Biden’s infrastructure plan advances: it will go to a vote in the Senate

Biden’s proposal won the backing of 18 Republican senators,

Photo: OLIVIER DOULIERY / AFP / Getty Images

WASHINGTON – The United States Senate agreed this Saturday move toward voting on President Joe Biden’s infrastructure plan, a procedure that paves the way for this important project.

With 67 votes in favor and 27 against, the senators agreed to end the debate, thus avoiding the danger of obstruction of this initiative.

The infrastructure plan proposal will go directly to a final vote in the Senate, although it was not defined when it will occur.

Biden’s proposal this time won the backing of 18 Republican senators, including John Cornyn (Texas) and Deb Fischer (Nebraska), who had previously voted against it.

If the Senate is endorsed, the bill will go to the House of Representatives, with a Democratic majority.

The Senate met today for the second consecutive weekend to discuss, before the August recess, this plan that seeks to invest approximately one trillion dollars over the next eight years for the reconstruction of bridges, railroads, ports and airports in the country.

The leader of the Democratic majority in the Senate, Chuck Schumer, opened the day by warning that they will remain in session until they finish their work and indicated that they can do it “the easy way or the hard way.”

However, Senate Republican Minority Leader Mitch McConnell – and one of those who has promoted the bill – admitted before the vote that there are “many pending amendments” that would improve the legislation.

The vote took place after a week of deliberations on the individual amendments tabled by the various senators and after agreement was reached on the final 2,700-page text last Sunday.

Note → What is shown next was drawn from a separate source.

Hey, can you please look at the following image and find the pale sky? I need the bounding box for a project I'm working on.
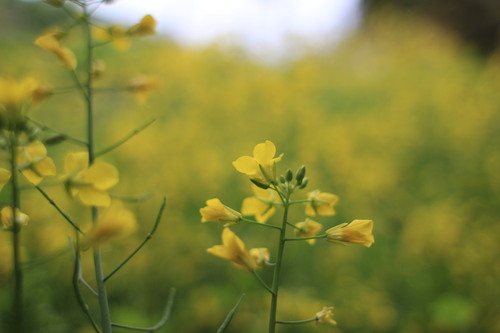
[97,0,361,59]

President Biden took to his Twitter account this Saturday to defend the bipartisan infrastructure agreement as a “historic investment.”

Biden assured that this project, together with his “Rebuild Better” plan, will create an average of “two million well-paying jobs each year over the next decade.”

“We cannot afford not to,” he added.

In a statement, the White House Office of Management and Budget highlighted that the plan “represents the most important long-term investment in infrastructure and US competitiveness in almost a century.”

In March, Biden proposed a $ 2.3 trillion investment, but the White House had to downgrade it amid criticism from Republicans.

Referring to the plan of his successor, former President Donald Trump (2017-2021) considered it a “shame” and warned representatives of his party, the Republican, that it will be “very difficult to endorse someone fool enough to vote in favor of this agreement ”.